Httpfox is a Firefox add-on that is handy for checking that your data is being recorded correctly as you build explicit questionnaire items. This entry shows you how to get HttpFox in your Firefox broswer and how to use the Add-on to check your data.

First, a reminder: Firefox is the default browser for previewing study materials and the data that comes from them. However, it is supremely important that you preview your study (every task) in other browsers. Internet Explorer is the browser that most commonly displays tasks differently. It’s also a good idea to look at your study using Chrome, Safari, and/or Opera.

Downloading Httpfox

First, make sure you have the latest version of Firefox (go to www.mozilla.com to find out if you need an update). Then, in a Firefox browser, go to Tools ► Add-ons. In the search bar, enter “HttpFox”. The results should have HttpFox 0.8.9 listed. Click “Install” and proceed through the warning about non-trusted add-ons.  To complete installation and start to use Httpfox, you will need to restart Firefox.

Opening Httpfox

When you open a Firefox browser, go to Tools►Add-Ons► Httpfox► Toggle Httpfox (you can also just hit Shift + F2). Depending on your Firefox display, you may also see a small icon of a blue circle with green and orange arrows in the lower right-hand corner of your screen that you can click on to open Httpfox.  Three boxes should appear in the lower section of your window. You can resize this section by pulling up or down on the top line of the section.

Using Httpfox

To preview the data for a particular task, open up the task in your browser. For least annoying results, close other tabs you may have open in that window (especially email!).  This will decrease the amount of extraneous information that is displayed in the Httpfox box.

With Httpfox open, click the “Start” button on the upper left corner of the httpfox box.

Answer the items in the task and pay attention to what data should be recorded (that is, don’t just answer randomly. Write down or otherwise keep track of the responses you enter so that you’ll know whether the output is correct).

After you have answered all the items (or intentionally left them blank), hit the button at the bottom of the page that, in a normal study, would lead to the next page in the study.  In the main browser window, you will receive an error message. Because you are looking at a task that is not part of a larger study, you have no active study session.  At this point, a line in the upper box should appear in the Httpfox box. The URL (in the right-hand column) in this line should say something like this:  https://pi.psyc.virginia.edu/implicit/Study. Click on that line once to highlight it.

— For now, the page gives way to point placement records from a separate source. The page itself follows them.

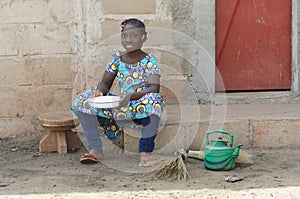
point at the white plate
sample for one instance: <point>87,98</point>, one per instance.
<point>104,101</point>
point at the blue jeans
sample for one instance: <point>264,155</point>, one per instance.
<point>90,125</point>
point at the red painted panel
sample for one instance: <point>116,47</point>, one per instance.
<point>253,44</point>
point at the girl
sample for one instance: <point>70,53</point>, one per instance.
<point>138,76</point>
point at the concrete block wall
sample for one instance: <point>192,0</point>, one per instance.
<point>36,57</point>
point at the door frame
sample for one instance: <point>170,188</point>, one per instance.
<point>294,51</point>
<point>295,79</point>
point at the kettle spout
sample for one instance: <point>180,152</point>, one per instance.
<point>236,151</point>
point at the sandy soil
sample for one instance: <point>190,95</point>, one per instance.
<point>27,173</point>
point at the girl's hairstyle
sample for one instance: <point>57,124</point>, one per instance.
<point>136,23</point>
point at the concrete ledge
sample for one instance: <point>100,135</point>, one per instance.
<point>255,125</point>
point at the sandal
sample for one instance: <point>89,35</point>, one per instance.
<point>89,158</point>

Next, look below that first box to see five tabs (Headers, Cookies, etc). Click on the POST Data tab. You should now see a series of lines in the lower box of the httpfox add-on. If your data is recording correctly, you should see lines for each of your variables. The variable names are identified in the “Parameter” column, and the values that would be recorded (had you actually been taking a study) are listed in the “Value” column.

Make sure that each of your variables show up in the left-hand column and that each variable has the correct Value that you expected on the right. If anything is amiss, go back to your file and investigate the issue.

A few tips

  • If you want to stop recording, hit the “Stop” button, which is next to “Start”
  • You can close the Httpfox box without stopping the recording. Simply click the red “x” in the upper right corner of the Httpfox box
  • If you want to get rid of the recorded material that’s piling up in Httpfox, click “Clear”, which is next to the Stop button.
  • You can run an entire study while using Httpfox. However, each task will show up as a separate line in Httpfox. Often, there will be multiple lines for the same task, so you may have to scroll through some lines to find your data from each task.